After competing on the Kenyan junior cross country circuit to little success, Langat made his breakthrough in 2010 by winning the Administration Police National Cross Country Championships, having entered as a member of the public. He performed poorly at the Kenyan World Championship trial race (placing 60th) and instead competed on the Italian road running circuit that year. He was runner-up at the Turin and Cremona Half Marathons, setting a best of 62:52 minutes at the latter race. He also came third at the Giro Podistico di Rovereto and fourth at the Giro al Sas races.

Langat ran in a series of Dutch races in the 2011 season, starting with a second-place finish at the Venloop half marathon. He was fourth at the Parelloop then won the Oelder Sparkassen Citylauf and Zwitserloot Dak Run 10K races. A half marathon best followed at the Zwolle Half Marathon, where he was fifth with a time of 61:56 minutes.
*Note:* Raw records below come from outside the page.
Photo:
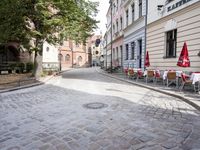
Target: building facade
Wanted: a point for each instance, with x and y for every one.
(170, 24)
(68, 55)
(117, 32)
(134, 33)
(93, 45)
He won the Singelloop Utrecht 10K in September then won the Singelloop Breda half marathon the following month. He won his fifth Dutch race of the year at the Montferland Run 15K, where he beat high level competition including Hailu Mekonnen and Abel Kirui. He was runner-up to Geoffrey Mutai at the B.A.A. 10K in June 2012. He spent the rest of the year on the Dutch where he won the Stadsloop Appingedam and Breda Half Marathon, as well as runner-up at the Utrecht Singelloop and Monterferland Run.